BRASÍLIA — O ministro André Mendonça, do Supremo Tribunal Federal (STF), determinou nesta terça-feira (8) o afastamento preventivo do diretor-geral da Polícia Federal, Andrei Rodrigues, e do diretor de Inteligência Policial da corporação, Leandro Almada da Costa.
A decisão foi tomada após Mendonça apontar possíveis irregularidades na produção de relatórios de inteligência da PF que teriam monitorado sua atuação e a do advogado-geral da União, Jorge Messias.
Segundo o ministro, pelo menos seis relatórios sigilosos foram produzidos entre 3 e 31 de agosto com informações sobre a atuação de autoridades. Mendonça classificou o monitoramento como ilegal e determinou a abertura de investigações criminais e administrativo-disciplinares contra Rodrigues.
Outro ponto considerado grave foi o vazamento de informações sigilosas de investigações em andamento.
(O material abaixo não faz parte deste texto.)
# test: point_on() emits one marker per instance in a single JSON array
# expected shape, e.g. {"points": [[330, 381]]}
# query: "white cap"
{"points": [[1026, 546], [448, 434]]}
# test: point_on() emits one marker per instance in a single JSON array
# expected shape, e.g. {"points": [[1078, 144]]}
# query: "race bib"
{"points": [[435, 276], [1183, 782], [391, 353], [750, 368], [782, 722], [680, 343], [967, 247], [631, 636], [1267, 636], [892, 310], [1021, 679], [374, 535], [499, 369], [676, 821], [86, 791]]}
Para Mendonça, a divulgação poderia comprometer operações policiais ao revelar antecipadamente possíveis medidas contra investigados.
Crise entre ministros
A decisão ocorre em meio a uma crescente tensão entre André Mendonça e Alexandre de Moraes.
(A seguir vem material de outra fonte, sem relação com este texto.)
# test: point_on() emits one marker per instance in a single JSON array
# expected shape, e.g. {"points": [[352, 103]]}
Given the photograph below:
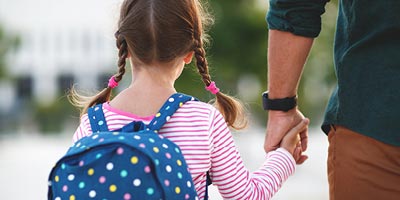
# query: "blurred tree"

Na semana passada, Moraes havia pedido ao presidente do STF, Edson Fachin, que analisasse possíveis irregularidades atribuídas a Mendonça na condução de casos relacionados ao Banco Master e ao INSS.
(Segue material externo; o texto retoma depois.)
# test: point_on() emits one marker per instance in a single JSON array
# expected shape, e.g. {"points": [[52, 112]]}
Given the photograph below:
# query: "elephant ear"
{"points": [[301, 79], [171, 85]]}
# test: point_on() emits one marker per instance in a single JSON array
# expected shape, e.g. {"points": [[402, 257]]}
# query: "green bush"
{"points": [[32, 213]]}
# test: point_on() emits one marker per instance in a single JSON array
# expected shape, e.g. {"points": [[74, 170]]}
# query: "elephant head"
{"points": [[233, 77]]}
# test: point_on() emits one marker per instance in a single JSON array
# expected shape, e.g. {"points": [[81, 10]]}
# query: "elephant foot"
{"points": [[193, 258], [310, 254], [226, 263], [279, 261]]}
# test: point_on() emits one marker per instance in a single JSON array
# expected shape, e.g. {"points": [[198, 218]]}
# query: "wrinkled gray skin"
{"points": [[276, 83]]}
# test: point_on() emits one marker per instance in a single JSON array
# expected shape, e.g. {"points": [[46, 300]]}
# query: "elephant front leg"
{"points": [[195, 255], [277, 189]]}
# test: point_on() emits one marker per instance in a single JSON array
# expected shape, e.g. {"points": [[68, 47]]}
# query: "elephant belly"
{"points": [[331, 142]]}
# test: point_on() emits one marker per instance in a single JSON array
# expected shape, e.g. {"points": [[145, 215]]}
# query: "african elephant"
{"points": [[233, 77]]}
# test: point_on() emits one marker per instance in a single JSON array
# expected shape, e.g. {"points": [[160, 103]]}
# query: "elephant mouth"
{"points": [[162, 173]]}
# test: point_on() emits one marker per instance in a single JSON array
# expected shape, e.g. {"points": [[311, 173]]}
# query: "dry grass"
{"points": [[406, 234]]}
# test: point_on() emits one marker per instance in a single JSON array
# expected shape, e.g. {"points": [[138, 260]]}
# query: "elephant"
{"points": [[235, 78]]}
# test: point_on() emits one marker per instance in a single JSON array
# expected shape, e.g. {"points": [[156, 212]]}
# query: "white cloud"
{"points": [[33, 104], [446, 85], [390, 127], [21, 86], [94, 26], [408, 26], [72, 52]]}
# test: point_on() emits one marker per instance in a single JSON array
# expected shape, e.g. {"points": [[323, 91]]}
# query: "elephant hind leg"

A crise se intensificou após a divulgação de mensagens atribuídas ao ex-banqueiro Daniel Vorcaro e a um contato ligado a Moraes. As conversas foram analisadas no contexto das investigações sobre o Banco Master.
Mendonça, por sua vez, afirmou que os relatórios da PF apresentavam análises indevidas sobre decisões judiciais e rejeitou acusações de motivação política ou pessoal em sua atuação.
Julgamento no STF
A decisão de afastamento foi levada à Segunda Turma do STF. O julgamento chegou a formar maioria favorável à medida, mas foi interrompido após um pedido de vista do ministro Gilmar Mendes.
Além do afastamento, Mendonça determinou a suspensão da produção e do compartilhamento de relatórios de inteligência destinados a analisar a atuação funcional de magistrados, integrantes da advocacia pública e agentes envolvidos na atividade de polícia judiciária.
O caso ainda deverá ter novos desdobramentos no Supremo.